Judging from the fact of Louisa's all too brief account of the day and from the fact of Charlotte's absence from the family not only for the day but for the night as well, one may wonder if Christmas has the importance in Louisa's world that it would come to have later in the 19th and 20th centuries.

According to The New Columbia Encyclopedia,

"In England after the Reformation the observance [of Christmas] became a crux between Anglicans and other Protestants, and the celebration of Christmas was suppressed in Scotland and in much of New England until the 19th cent." (under "Christmas.")
It may be that the observance of Christmas in 19th century Nova Scotia was more in the tradition of New England and Scotland than in that of England. If so, perhaps the observations of Catherine Parr Traillare as applicable to Nova Scotia in 1815 as they were to Upper Canada in 1832:
"When I first came to Canada, I was much surprised at the cold indifference which most people showed in their observance of Christmas Day. . . . For in those days there was no dressing of the houses or churches with evergreens as is now so generally the custom [she is writing in 1854]. . . . There be many--who with a scoffing eye look upon the decoration of our hearths and altars on that day, and loudly condemn it as a rag of Romanism.

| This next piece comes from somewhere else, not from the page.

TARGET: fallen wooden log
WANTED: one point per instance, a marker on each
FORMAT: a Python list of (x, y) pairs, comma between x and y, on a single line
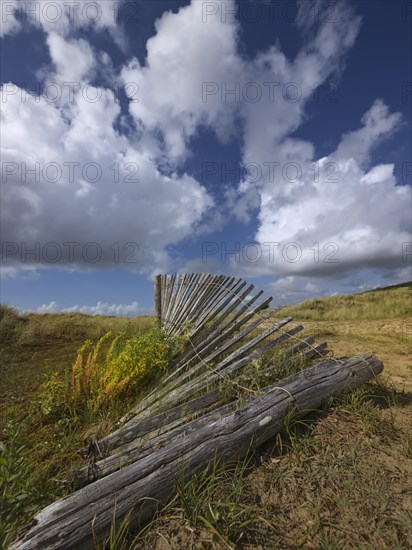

"I remember the first Christmas day I passed in Canada--being laughed at because I wandered out to the plains near Peterboro', and brought in a wreath of the boxleaved trailing wintergreen (which with its scarlet berries reminded me of the varnished holly with which we were wont to garnish the old house at home), and hanging it over the mantle piece, and above the pictures of my host's parlor, in honor of the day. . . .

"But while the nativity of our Lord was little regarded, all its honor and glory was conferred on the New Year's day. This is with the Canadians the day of days."

—The Canadian Settler's Guide, 1855, pp. 227-28

Traill's remark about New Year's seems to have an echo in Louisa's entry for the eve of that day--if one may judge by the activity at Colin Grove on that occasion (see D31).